Alpine had entered the Unease as soon as the alarm had gone off in Berlont’s shop. It took a matter of slight concentration to up his senses to where they were far superior to a normal man’s. While increased vision didn’t help a lot in the dark, but hearing and balance sure did. He could hear the individual footsteps from each of the hunters, a good half a block away. More importantly, his feet moved with such fluidity that he barely made a sound, even on the gritty cement.
He had a hard time understanding why the step-creep approach was superior to his wizardry. Some of the characters in the plays had been wizards, still using that approach instead of this silent method he had learned in one of his classes. This was working, for now, but he’d have to investigate things further at some later date. Hopefully not while he sat in a jail cell.
The men were spreading out to search for him. The five of them fanned out from the door, searching amongst the various table, stacks, and merchandise. One man cursed as he startled at some shadow, then laughed lightly.
He was so intent on those five men and his silent escape that Al forgot that posses were almost always in groups of six. It made a more divisible number: individually, in three pairs, split into two groups of three, or, in this case, a high-low group.

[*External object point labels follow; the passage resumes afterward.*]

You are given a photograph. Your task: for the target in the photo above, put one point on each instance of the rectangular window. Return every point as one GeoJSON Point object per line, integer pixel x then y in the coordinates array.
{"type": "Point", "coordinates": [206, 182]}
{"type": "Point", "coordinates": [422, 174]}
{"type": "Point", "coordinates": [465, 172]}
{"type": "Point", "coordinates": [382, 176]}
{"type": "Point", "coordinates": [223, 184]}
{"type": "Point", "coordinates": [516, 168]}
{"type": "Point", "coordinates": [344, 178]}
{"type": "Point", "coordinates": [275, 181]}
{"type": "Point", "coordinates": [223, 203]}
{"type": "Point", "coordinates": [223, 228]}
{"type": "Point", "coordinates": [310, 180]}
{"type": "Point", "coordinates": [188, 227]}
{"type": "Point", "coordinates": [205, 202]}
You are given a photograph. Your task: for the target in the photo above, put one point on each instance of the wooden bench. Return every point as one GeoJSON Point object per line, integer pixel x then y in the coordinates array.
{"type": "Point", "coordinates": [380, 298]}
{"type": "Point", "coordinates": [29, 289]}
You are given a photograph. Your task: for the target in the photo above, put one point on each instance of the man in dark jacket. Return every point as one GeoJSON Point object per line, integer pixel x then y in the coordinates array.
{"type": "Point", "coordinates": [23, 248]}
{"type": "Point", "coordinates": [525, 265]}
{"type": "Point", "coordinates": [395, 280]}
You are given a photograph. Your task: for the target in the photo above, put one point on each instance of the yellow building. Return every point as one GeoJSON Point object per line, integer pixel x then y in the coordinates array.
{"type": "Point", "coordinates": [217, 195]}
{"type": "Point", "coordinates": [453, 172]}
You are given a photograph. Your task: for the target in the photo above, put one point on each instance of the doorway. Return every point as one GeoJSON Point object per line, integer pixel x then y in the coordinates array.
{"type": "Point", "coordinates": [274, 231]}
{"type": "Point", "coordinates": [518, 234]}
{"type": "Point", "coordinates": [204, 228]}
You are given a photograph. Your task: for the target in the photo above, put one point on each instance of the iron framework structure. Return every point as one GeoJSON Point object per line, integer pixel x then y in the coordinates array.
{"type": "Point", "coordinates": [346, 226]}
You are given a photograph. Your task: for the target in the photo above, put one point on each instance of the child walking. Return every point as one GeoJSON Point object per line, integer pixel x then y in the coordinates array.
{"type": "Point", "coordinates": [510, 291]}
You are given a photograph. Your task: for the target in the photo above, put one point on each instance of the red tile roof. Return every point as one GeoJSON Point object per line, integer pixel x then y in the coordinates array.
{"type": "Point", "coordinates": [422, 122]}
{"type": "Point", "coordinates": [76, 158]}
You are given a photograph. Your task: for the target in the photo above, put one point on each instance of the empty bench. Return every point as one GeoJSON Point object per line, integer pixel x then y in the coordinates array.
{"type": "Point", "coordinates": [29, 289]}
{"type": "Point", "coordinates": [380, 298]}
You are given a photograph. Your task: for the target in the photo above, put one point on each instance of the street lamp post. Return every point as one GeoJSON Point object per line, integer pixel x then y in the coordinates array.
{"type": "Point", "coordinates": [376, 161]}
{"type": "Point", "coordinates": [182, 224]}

Al bumped into the lone man guarding the back and realized quickly that he was too soft to be a boat. The two froze, startled to be running into each other. Al recovered by smashing the man in the nose with the heel of his hand. The man doubled over and shook his head violently, like a wet dog.
“He’s here! He’s a wi-!” Alpine struck again, this time hard enough to send the man’s head into the wall next to him. He slumped to the ground, either dazed or unconscious, and dropped something that clattered on the floor.
He moved back towards the finished projects. Did they have more trackers? If he could take the other tracker, they would be blind and wouldn’t be able to find him. Which one had it, then? Not the one who had startled earlier and cursed. Numbering the men from the door to the opposite corner, that man had been number four. Which other one would it be? If he was creating a strategy to catch someone like him, he’d keep the men with the trackers closest to the exits. That way, if the thief somehow slipped past the men, he still couldn’t escape without a guard alerting the others.
Alpine could leave out the back door. That tracker was in his possession. However, with one more in their possession, it would still be a game of cat and mouse until Al passed out from exhaustion. It was the moment he turned from the hunted to the hunter. He had to finish this.
One or five, then? Or maybe it was three? Which person was hovering nearest the front door? It was a blessing in disguise that the sixth man, the one Al had knocked out, had shouted out to his team. They were moving to the corner he had last been in, slowly moving around the stations and bumping into things.
Number Five was headed towards the door alongside the back wall. The middle three were converging on the last location of the sixth man. Number One held his position, strafing the bottom of the stairs to the other door. Likely him, then, but possibly Five. I’ll try One first.
Alpine began to move to the corner in between the back door and the first man when he stopped. How was this going to play out? He was going to sneak up on the first man, punch him out, and steal the tracker? The closer Al got to him, the stronger the vibration was going to get. He’d yell out to his comrades well before Al tried to take him out. He needed to hide the inkwell somewhere. He hated to leave it, a fear gripping him that one of the other four would find it and he’d never see it again, but it needed to be done. Temporarily, he promised himself, and he’d find a good hiding place.
He found a small gap in between two girder beams and shimmied the inkwell in there. There was a rag resting on the metal farther down, which he moved back and over the nook where he had stashed the item. Satisfied, Al started moving quietly towards the door he had entered.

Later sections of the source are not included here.